Apart from my earlier fleeting passage through Nottingham Victoria, Grantham was the largest station I had actually been on. Looking across the platforms towards the main lines I saw a row of coaches on the far side. This surely must be the express that I had observed coming in from the north a few minutes ago? I walked down the platform to have a closer look and sure enough 60063 “I sing lass” was waiting patiently in charge of her train alongside what I learned later was the Yard Box. The green liveried loco’s boiler was lovely, magnificent! She carried an oily warm sleek presence only previously imagined from the pages of my older brother’s Trains Illustrated magazine. In contrast the large grimy spoked driving wheels and lubricated yellowy shine of the motion were business like, full of potent menacing danger for the unwary. Her buffer beam had the appearance of a line of red lipstick vaguely similar to those worn by elegant ladies on the front cover of my Mum’s Woman’s Own magazine. What a treat this was to my young eyes, a main line express locomotive up close!
A tap on my shoulder and I quickly stood aside for a man taking a photograph. I gave a nervous glance towards a group of boys who were sitting on a trolley at the end of the platform with their notebooks. In turn they glanced towards me for a few seconds but then collectively carried on with their excited chatter.
A minute passed by, doors slammed, a shout, a whistle, a long hiss, an imperceptible creak from somewhere within the depths of the loco and a hint of tension from hesitant coaches. Finally movement, immediately followed by a laboured chuff, then a pause, chuff and another… chuff, chuff, growing louder and louder. With each chuff a Vesuvius like vertical cloud of soot and smoke was thrown upwards to the high heavens, this was quickly followed by another and another. My first A3, 60063 slipped away southwards followed by the repeated click clack of the coaches, each one now paying full attention and settling down in line for the journey ahead.
I stood spellbound and watched until the last coach had disappeared under the skew bridge in the distance. Taking off my coat I folded it up to make a seat on a splintery vacant trolley.

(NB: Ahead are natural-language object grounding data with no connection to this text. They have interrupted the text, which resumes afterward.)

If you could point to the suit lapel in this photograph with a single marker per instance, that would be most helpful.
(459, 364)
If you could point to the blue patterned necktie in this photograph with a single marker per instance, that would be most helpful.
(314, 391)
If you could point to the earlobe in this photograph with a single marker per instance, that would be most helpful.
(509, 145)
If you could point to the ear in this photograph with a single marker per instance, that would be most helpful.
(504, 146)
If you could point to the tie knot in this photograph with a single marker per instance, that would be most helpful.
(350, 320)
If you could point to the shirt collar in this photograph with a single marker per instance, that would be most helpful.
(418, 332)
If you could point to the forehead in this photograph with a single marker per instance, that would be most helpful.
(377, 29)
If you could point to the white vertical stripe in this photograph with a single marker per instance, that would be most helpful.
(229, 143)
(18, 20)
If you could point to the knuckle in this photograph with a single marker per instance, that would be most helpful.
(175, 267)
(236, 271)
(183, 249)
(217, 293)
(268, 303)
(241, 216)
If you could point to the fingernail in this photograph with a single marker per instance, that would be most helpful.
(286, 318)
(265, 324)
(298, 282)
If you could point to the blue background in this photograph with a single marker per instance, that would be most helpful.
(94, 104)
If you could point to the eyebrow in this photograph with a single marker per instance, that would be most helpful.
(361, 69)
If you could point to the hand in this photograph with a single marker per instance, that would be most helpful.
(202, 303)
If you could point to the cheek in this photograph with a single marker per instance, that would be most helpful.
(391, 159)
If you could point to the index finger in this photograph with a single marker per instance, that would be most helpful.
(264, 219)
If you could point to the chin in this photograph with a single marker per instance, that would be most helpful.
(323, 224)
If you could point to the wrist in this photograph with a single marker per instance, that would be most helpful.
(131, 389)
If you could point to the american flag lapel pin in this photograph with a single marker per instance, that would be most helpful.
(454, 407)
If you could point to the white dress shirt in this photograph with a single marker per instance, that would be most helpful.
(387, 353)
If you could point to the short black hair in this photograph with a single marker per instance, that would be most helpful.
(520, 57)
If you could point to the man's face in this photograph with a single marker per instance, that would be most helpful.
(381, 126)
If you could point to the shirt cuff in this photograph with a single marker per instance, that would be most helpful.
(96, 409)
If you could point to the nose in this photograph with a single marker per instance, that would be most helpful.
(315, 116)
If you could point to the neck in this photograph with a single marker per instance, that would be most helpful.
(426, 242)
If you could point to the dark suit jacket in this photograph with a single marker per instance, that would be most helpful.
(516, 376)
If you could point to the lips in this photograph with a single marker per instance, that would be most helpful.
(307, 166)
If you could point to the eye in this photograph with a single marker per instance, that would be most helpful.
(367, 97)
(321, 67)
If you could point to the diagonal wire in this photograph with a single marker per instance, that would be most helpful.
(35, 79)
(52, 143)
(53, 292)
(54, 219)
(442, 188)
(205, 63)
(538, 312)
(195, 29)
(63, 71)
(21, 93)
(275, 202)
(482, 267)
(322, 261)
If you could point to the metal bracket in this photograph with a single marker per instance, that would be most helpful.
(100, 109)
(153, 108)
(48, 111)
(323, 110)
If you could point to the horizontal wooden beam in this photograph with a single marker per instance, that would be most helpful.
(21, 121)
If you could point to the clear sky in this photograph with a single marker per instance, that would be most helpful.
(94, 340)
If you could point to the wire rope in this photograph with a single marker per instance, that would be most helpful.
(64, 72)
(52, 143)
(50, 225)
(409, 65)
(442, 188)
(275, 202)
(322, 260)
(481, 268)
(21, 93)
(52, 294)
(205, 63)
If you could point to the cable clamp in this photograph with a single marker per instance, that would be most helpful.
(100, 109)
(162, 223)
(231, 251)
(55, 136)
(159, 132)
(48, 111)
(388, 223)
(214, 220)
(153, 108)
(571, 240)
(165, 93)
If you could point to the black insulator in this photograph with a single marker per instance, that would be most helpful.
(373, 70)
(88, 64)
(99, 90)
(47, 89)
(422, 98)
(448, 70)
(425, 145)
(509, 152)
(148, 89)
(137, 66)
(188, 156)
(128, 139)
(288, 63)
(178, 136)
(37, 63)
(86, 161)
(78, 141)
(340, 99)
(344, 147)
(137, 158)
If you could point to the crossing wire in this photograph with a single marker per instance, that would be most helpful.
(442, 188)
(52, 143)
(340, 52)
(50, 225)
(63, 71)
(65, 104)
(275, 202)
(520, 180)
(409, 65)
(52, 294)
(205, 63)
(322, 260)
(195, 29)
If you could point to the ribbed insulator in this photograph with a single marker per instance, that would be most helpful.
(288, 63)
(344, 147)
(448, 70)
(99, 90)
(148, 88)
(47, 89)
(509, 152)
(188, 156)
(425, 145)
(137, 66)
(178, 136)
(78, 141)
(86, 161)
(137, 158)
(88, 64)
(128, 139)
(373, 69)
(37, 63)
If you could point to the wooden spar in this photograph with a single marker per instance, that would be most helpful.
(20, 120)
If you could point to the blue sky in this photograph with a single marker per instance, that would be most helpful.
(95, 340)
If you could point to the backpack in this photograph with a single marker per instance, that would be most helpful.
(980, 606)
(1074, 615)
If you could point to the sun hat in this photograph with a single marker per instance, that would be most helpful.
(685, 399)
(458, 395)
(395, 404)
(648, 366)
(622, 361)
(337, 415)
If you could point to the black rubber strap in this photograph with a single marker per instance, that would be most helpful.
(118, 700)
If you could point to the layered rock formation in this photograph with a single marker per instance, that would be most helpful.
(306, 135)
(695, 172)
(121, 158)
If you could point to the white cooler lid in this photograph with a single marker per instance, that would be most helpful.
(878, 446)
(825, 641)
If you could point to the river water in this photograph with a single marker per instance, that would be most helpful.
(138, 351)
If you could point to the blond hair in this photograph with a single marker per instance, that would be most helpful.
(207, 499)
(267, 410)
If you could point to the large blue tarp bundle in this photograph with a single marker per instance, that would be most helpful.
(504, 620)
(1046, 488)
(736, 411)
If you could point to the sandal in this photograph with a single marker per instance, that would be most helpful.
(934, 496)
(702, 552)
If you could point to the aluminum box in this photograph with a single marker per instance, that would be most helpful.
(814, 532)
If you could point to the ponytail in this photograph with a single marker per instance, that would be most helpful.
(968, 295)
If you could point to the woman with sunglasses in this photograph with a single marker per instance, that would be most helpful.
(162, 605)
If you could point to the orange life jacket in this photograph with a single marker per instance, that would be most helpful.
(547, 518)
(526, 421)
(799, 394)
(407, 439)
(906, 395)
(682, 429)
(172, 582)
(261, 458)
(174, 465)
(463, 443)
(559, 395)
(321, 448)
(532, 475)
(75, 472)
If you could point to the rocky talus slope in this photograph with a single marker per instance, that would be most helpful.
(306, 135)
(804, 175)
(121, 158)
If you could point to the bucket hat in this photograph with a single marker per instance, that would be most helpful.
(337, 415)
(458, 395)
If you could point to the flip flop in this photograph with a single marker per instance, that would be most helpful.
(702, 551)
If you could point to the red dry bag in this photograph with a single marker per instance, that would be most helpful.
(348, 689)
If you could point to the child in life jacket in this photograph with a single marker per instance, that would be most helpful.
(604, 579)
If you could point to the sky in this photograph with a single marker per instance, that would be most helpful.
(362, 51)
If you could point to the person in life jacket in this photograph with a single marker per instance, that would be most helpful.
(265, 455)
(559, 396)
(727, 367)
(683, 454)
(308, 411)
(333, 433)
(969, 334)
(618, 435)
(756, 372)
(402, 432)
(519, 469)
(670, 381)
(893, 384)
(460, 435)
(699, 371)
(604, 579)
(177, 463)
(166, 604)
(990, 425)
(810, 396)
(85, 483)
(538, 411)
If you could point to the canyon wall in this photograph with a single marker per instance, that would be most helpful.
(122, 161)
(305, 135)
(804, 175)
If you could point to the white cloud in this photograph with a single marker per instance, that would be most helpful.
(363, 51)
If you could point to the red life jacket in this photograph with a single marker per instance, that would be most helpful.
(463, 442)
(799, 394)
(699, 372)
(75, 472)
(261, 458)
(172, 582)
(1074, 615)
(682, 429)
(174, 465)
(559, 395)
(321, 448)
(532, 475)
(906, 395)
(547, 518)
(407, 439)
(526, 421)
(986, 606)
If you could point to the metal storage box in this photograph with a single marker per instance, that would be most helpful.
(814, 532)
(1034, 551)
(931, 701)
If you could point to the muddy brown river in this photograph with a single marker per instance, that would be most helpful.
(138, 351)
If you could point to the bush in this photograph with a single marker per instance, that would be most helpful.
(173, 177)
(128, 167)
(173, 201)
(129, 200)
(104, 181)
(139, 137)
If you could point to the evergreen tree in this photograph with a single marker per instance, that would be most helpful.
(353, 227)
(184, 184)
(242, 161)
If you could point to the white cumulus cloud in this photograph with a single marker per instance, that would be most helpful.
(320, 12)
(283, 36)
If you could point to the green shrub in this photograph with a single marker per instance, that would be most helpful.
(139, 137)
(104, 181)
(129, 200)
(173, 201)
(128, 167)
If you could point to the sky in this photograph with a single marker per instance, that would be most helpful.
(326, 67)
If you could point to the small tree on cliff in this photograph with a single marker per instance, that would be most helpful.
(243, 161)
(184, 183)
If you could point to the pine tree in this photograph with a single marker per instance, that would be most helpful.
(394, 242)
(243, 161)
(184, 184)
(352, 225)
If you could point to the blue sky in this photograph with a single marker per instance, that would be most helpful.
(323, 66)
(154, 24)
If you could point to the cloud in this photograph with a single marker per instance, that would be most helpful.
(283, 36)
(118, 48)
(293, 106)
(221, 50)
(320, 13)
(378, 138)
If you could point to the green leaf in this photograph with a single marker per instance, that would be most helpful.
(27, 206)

Reading again just now the notes in that worn 1959 note book, I see that I do not mention or describe the pure nostalgia of that moment. My school diary for the time also only shows a brief line or two and a list of engine numbers. In my mind however I do clearly remember that day. The cloudless sky, the sun warm on my face and arms that by evening would be reddened and sore. I remember briefly opening the note book on the platform and running my fingers over the number 60063 again, just to make sure it had not disappeared. Maybe I was dreaming? I wasn’t, it was still there and although a little faded it still is to this day…. 60063 Isinglass.
So began my lifelong affair with Grantham and the East Coast Main Line.